In terms of Monty, we currently expand memory for objects arbitrarily. We discuss this in the paper in section 4.3.3, i.e. that the inference FLOPs therefore scales linearly with the number of objects learned. As we discuss there, this would be mitigated by future learning rules that merge existing models over time, as well as hierarchically decomposing objects to enable greater model re-use.

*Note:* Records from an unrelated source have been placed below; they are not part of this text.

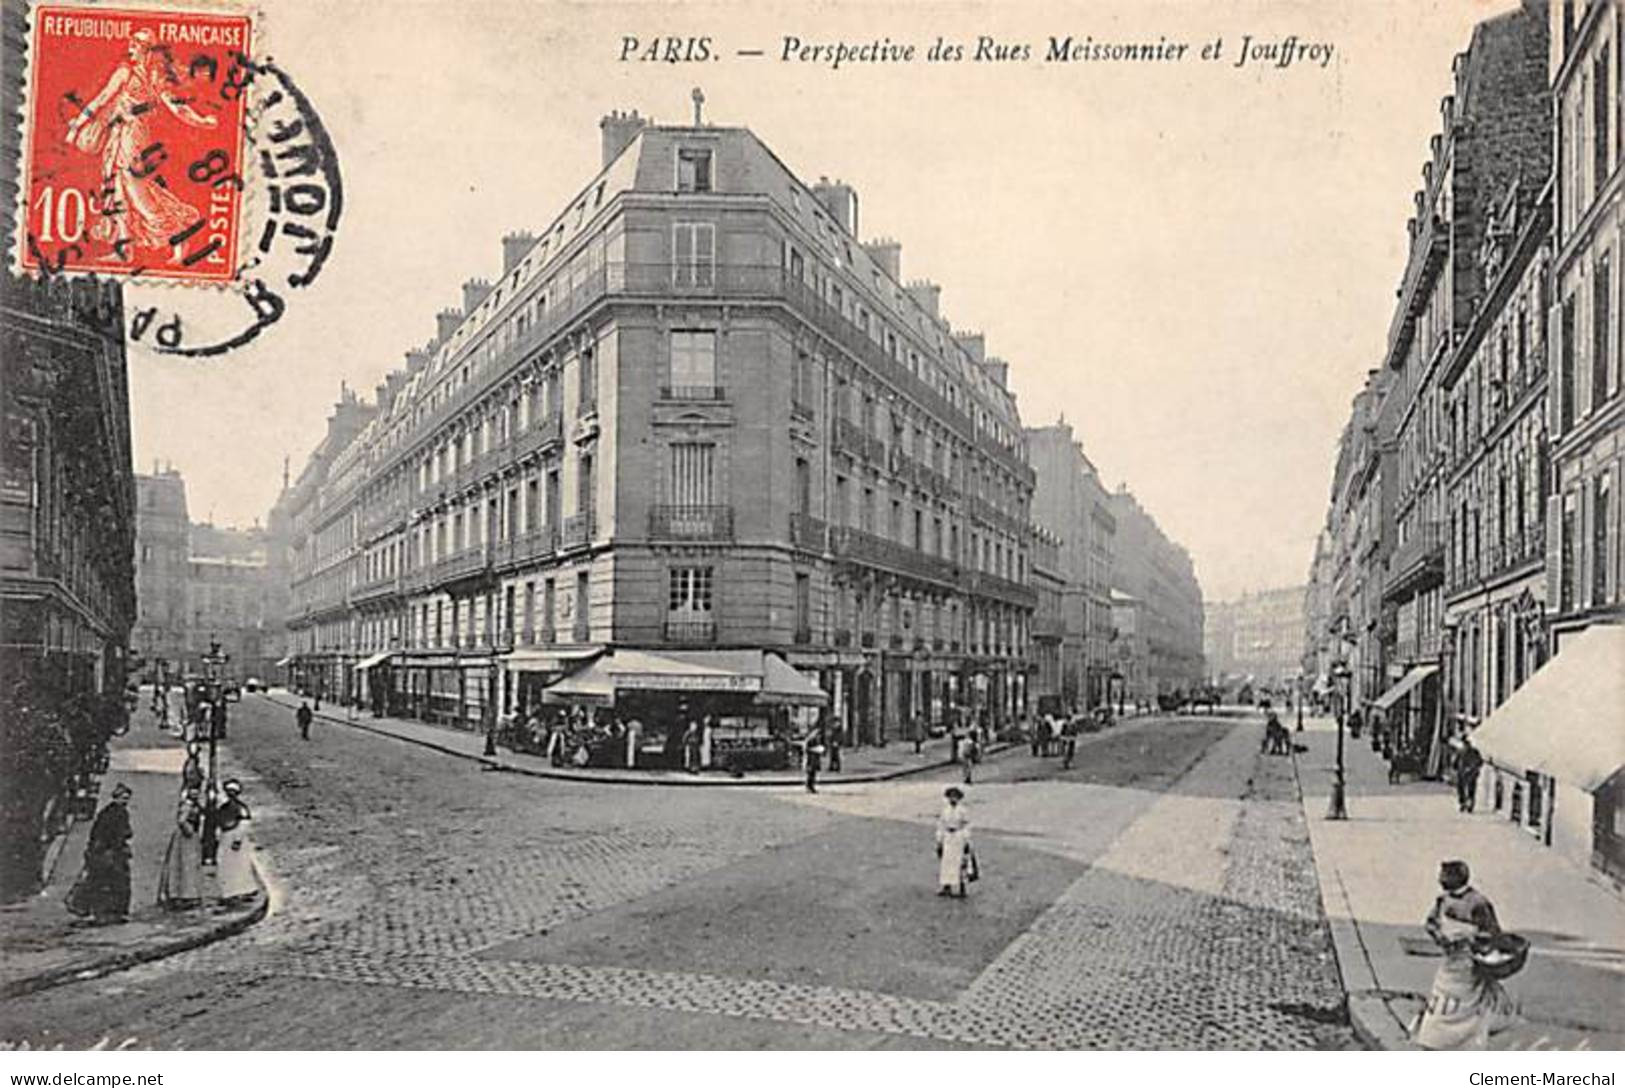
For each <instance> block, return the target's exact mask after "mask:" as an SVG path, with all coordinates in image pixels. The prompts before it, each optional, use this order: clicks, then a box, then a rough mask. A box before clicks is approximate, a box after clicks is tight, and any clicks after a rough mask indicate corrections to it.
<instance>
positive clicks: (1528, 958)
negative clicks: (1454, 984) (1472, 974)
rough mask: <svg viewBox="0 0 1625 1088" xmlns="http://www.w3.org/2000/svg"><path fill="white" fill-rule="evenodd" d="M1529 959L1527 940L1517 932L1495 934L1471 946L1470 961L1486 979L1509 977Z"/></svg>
mask: <svg viewBox="0 0 1625 1088" xmlns="http://www.w3.org/2000/svg"><path fill="white" fill-rule="evenodd" d="M1527 961H1529V940H1527V939H1524V937H1519V935H1518V934H1495V935H1493V937H1490V939H1487V940H1484V942H1479V943H1475V945H1474V948H1472V963H1474V966H1475V968H1477V971H1479V974H1482V976H1484V978H1488V979H1497V981H1500V979H1510V978H1511V976H1514V974H1518V973H1519V971H1523V966H1524V963H1527Z"/></svg>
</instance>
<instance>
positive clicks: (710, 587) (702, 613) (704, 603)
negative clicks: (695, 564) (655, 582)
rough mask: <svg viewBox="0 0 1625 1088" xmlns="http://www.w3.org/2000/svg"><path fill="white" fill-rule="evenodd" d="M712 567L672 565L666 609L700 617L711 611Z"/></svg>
mask: <svg viewBox="0 0 1625 1088" xmlns="http://www.w3.org/2000/svg"><path fill="white" fill-rule="evenodd" d="M712 604H713V598H712V568H710V567H673V568H671V576H669V585H668V593H666V611H668V612H671V614H678V615H689V617H700V615H710V612H712Z"/></svg>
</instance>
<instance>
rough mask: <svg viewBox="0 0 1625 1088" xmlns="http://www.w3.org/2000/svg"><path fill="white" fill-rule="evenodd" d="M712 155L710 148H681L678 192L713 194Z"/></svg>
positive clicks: (678, 155) (679, 161) (679, 192)
mask: <svg viewBox="0 0 1625 1088" xmlns="http://www.w3.org/2000/svg"><path fill="white" fill-rule="evenodd" d="M710 166H712V153H710V149H708V148H681V149H679V151H678V192H679V193H708V192H712V177H710Z"/></svg>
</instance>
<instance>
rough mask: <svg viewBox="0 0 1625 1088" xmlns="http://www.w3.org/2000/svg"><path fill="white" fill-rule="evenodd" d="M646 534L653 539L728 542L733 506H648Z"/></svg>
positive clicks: (731, 523)
mask: <svg viewBox="0 0 1625 1088" xmlns="http://www.w3.org/2000/svg"><path fill="white" fill-rule="evenodd" d="M648 536H650V539H655V541H731V539H733V507H721V505H710V507H684V505H678V507H650V508H648Z"/></svg>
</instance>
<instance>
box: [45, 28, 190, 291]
mask: <svg viewBox="0 0 1625 1088" xmlns="http://www.w3.org/2000/svg"><path fill="white" fill-rule="evenodd" d="M127 57H128V58H127V62H125V63H120V65H119V67H117V68H114V71H112V75H111V76H107V83H106V84H104V86H102V89H101V91H98V94H96V97H93V99H91V101H89V102H86V104H85V109H81V110H80V112H78V114H75V115H73V119H72V120H68V130H67V141H68V143H70V145H72V146H73V148H78V149H80V151H83V153H86V154H99V156H101V162H102V183H104V185H106V193H102V196H101V203H102V211H104V216H102V219H101V221H99V222H98V224H96V226H94V227H93V231H91V237H94V239H96V240H99V242H112V244H114V253H112V255H111V257H109V258H111V260H133V258H135V255H133V253H130V252H128V247H130V245H137V247H145V248H164V247H167V245H171V242H169V239H171V237H174V235H176V234H180V232H182V231H185V229H187V227H190V226H192V224H193V222H197V221H198V213H197V209H195V208H192V206H190V205H189V203H185V201H184V200H180V198H179V196H176V195H174V193H171V192H169V190H167V188H166V187H164V185H161V183H159V182H158V172H156V171H153V169H146V167H145V164H143V154H145V153H146V151H148V148H151V146H153V143H154V140H153V120H154V119H156V112H154V110H156V109H158V107H163V109H164V110H167V112H169V114H172V115H174V117H177V119H179V120H182V122H185V123H187V125H192V127H195V128H213V127H216V125H218V123H219V122H218V119H215V117H206V115H203V114H198V112H197V110H195V109H192V106H189V104H187V102H185V101H184V99H182V96H180V94H179V88H177V86H174V83H172V80H171V78H169V75H167V73H166V70H164V63H163V57H159V55H158V54H154V52H153V32H151V31H148V29H140V31H137V32H135V34H132V36H130V45H128V50H127Z"/></svg>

In the longer term when we actually want to optimize Monty’s performance, it might make sense to shift to a system with a fixed capacity that gradually degrades when capacity is reached, similar to the grid cells modules in Lewis et al. This would result in a fixed FLOP cost as a function of models known. Ultimately the highly parallelizable nature of columns could inform other hardware optimizations, like memory that is local to each learning module. This seems likely to be what the brain is doing, so we’re not worried too much about it at the moment.

3 Likes

Oh nice, thanks for the rough estimate. I had initially assumed you were thinking of a much higher number. Given that, it makes sense that the “cup” object isn’t part of the limited pool of 10–100 objects a V1 column can learn and recognize.

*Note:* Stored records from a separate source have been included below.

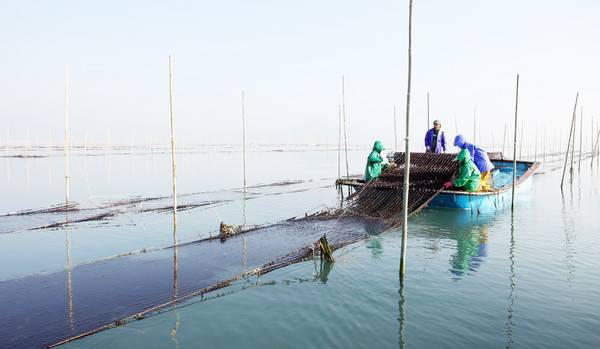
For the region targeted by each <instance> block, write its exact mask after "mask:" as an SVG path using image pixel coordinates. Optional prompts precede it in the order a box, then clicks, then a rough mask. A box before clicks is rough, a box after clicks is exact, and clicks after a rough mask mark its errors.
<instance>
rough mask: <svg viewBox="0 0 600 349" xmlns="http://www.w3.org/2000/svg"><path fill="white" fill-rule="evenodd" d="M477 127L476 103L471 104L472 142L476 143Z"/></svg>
mask: <svg viewBox="0 0 600 349" xmlns="http://www.w3.org/2000/svg"><path fill="white" fill-rule="evenodd" d="M476 129H477V105H474V106H473V143H475V144H477V138H476V137H475V136H476V133H475V130H476Z"/></svg>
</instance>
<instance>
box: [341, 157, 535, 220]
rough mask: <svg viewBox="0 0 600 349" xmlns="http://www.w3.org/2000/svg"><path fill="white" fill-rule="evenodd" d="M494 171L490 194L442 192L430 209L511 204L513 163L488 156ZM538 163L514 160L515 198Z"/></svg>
mask: <svg viewBox="0 0 600 349" xmlns="http://www.w3.org/2000/svg"><path fill="white" fill-rule="evenodd" d="M489 155H490V158H491V159H492V160H491V161H492V163H493V164H494V166H495V168H494V169H493V170H492V174H491V179H490V182H491V184H492V189H491V190H489V191H479V192H468V191H464V190H451V189H444V190H441V191H440V192H439V193H438V194H437V195H436V196H435V197H434V198H433V199H431V201H430V202H429V204H428V206H429V207H443V208H453V209H462V210H474V211H479V212H481V211H488V212H489V211H493V210H496V209H499V208H502V207H504V206H505V205H510V204H511V201H512V173H513V160H506V159H502V155H501V154H500V153H489ZM540 165H541V162H533V161H517V178H516V182H515V195H517V194H518V193H521V192H524V191H527V190H530V189H531V187H532V177H533V175H534V174H535V172H536V171H537V170H538V168H539V167H540ZM362 185H364V181H363V180H361V179H356V178H354V179H338V180H337V181H336V186H349V187H352V188H354V189H356V190H358V189H359V188H360V187H361V186H362Z"/></svg>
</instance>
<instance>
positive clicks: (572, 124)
mask: <svg viewBox="0 0 600 349" xmlns="http://www.w3.org/2000/svg"><path fill="white" fill-rule="evenodd" d="M578 99H579V92H577V95H576V96H575V107H573V119H572V120H571V130H570V131H569V143H568V144H567V154H565V166H564V167H563V175H562V179H561V180H560V190H561V191H562V187H563V182H564V180H565V171H566V170H567V162H568V161H569V150H570V149H569V147H570V146H571V136H572V135H573V127H574V126H575V114H576V112H577V100H578ZM561 138H562V137H561Z"/></svg>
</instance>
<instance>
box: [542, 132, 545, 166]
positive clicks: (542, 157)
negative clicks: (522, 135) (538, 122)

I’ve got more questions and comments, but I’ll hold off so we don’t go too much off topic.

1 Like

Nice, sounds good! And yeah for what it’s worth, some V1 columns might learn an object like a mug. Voting does not require that all columns know the same objects, only that there is some overlap between objects known by different columns. Any given column might have a unique set of objects that it knows (mug, hat, bowl) vs. another column (ball, mug, pen). In this case, they can still vote on whether they are both observing a mug. Another, third column (pen, hat, ball) would not participate in the voting if evidence for all of its objects is low, and would never vote on the presence of a mug.